I wanna tell you a story every man oughta know. In 1971 a fraternity brother and I took dates from Statesboro Georgia to see Roy Head play the Kitten's Corner in Augusta. I was a senior and it was my first date with this young freshman honey from rural South Georgia. Well, our dates didn't really like the taste of liquor that much, and of course we were trying to get them drunk, so they spent all our money on expensive fancy sweet cocktails like Singapore Slings and Hurricanes. Halfway through the night, we were broke and still sober, and Roy announced that there would be a "gator" dance contest (this was long before "Animal House" you understand) and the winner would get a half gallon of bourbon. Roy gets down on the floor in his white suit and demonstrates his lewd version of the disgusting dance, which my pal and I were familiar with, though we'd never really done it ourselves. We said what the hell, and asked him if we could enter as a team and split the prize if the crowd chose us the winners. He said OK. We had second thought when this good-looking chick entered the contest and wallowed around with her skirt up over her waist, flashing her skimpy white panties while the crowd went nuts. But we had to win the liquor or go home. So we planned a few moves and went out there like a couple of wild men, hunching on each other and rolling and sliding all over the dance floor. I threw him over my shoulder a couple of times, and he did some vaudeville dance shtick and a couple of back flips.
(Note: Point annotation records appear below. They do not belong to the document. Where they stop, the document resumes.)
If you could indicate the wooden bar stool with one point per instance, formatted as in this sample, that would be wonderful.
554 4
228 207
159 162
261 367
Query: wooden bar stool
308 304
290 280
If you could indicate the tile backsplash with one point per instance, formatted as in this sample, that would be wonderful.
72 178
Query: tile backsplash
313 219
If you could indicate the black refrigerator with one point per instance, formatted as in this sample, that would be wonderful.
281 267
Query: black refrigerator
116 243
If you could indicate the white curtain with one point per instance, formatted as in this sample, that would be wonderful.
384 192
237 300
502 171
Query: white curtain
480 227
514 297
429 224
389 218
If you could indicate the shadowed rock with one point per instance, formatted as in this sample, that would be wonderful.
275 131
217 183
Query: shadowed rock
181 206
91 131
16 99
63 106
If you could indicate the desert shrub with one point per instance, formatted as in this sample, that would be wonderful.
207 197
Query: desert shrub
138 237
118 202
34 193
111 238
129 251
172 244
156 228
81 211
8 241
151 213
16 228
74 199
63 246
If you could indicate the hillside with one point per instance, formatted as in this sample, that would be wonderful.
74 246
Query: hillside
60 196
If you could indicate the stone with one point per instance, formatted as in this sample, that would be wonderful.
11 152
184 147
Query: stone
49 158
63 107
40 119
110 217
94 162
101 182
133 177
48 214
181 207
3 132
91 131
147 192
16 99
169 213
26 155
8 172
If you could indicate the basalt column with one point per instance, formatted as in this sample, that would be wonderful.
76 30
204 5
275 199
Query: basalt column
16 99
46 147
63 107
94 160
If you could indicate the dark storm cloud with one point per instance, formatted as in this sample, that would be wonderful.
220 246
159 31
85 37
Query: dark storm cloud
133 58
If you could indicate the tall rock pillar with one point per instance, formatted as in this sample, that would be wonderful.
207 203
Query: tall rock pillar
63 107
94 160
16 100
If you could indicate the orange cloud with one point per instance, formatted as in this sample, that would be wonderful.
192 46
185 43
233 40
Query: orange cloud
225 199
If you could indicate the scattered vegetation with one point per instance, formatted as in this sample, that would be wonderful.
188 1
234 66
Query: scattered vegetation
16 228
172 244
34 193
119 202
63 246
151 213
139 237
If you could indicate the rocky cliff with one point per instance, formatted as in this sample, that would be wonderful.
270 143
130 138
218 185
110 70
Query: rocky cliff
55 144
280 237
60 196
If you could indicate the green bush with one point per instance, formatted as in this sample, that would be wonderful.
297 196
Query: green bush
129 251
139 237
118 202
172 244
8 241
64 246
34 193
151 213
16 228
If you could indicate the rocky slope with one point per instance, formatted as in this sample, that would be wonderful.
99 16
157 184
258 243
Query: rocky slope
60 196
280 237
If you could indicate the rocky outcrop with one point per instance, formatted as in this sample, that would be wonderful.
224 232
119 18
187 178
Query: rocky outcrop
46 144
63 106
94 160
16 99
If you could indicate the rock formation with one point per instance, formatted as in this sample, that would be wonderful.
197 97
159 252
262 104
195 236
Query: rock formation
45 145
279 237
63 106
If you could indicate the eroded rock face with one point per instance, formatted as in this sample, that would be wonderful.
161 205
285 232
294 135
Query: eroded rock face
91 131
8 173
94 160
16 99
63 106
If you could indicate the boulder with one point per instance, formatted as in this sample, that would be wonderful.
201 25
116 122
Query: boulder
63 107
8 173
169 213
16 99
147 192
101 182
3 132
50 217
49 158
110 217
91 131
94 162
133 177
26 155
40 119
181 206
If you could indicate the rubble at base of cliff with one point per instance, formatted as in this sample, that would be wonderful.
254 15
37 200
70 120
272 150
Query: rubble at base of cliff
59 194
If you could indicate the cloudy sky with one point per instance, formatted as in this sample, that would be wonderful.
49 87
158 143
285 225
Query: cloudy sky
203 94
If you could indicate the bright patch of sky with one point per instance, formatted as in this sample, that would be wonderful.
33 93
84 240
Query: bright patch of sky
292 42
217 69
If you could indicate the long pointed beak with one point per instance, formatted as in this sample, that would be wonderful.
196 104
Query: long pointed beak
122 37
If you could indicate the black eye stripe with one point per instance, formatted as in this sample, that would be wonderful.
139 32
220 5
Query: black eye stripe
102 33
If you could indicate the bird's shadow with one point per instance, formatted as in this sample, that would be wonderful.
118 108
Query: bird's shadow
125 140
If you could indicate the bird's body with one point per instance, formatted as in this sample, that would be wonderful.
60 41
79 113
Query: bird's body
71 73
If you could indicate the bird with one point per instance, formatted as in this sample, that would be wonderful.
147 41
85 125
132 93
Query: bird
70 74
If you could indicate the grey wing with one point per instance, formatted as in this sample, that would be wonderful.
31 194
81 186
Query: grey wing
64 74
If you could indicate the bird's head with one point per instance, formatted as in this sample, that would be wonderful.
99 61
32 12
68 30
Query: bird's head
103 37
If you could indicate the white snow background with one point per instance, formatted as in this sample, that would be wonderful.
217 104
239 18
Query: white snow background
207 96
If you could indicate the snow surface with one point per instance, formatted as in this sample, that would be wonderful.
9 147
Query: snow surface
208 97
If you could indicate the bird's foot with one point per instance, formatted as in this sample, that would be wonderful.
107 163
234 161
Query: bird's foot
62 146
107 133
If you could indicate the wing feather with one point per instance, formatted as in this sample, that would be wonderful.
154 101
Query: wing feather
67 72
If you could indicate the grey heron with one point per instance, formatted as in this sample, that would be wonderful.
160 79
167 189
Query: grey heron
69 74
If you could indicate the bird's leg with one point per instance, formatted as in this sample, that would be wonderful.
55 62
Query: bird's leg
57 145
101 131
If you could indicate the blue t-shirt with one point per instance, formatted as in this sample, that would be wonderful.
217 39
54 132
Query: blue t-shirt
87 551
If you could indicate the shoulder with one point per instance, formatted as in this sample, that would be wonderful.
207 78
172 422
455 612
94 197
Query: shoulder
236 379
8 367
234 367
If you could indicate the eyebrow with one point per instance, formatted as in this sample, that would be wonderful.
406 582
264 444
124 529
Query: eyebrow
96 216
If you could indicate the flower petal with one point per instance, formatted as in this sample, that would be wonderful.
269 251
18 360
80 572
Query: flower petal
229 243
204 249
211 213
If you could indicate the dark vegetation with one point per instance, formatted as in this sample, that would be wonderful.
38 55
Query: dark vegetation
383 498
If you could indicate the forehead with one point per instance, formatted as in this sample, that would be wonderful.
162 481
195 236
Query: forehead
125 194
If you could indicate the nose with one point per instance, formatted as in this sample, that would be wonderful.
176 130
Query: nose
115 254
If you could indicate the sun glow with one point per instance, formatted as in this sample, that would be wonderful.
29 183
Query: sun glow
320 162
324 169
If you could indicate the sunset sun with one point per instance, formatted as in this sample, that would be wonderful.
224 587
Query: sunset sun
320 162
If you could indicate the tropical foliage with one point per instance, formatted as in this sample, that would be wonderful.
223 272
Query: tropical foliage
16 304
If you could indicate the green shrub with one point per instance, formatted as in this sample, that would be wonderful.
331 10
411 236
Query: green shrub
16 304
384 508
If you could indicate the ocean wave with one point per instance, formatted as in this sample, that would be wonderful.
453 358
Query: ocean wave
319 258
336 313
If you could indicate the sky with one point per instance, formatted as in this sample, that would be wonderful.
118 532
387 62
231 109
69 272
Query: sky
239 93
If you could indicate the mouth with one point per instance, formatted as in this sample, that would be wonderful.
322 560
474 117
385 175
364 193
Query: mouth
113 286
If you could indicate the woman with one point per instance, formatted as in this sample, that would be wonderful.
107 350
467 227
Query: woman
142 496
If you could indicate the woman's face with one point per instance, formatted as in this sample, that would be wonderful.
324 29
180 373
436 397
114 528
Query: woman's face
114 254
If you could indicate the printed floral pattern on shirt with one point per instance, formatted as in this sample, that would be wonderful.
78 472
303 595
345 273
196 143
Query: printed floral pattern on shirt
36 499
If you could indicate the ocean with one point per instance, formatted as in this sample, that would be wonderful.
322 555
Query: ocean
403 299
We won the half gallon, went home and partied all night. That freshman honey fell in love with me that night, and a few years later we got married, and we're still together, 39 years later. And I owe it all to Roy Head. Not just because of the whiskey. It's because I took his advice back then and still practice his method as hard as I can. I treat her right.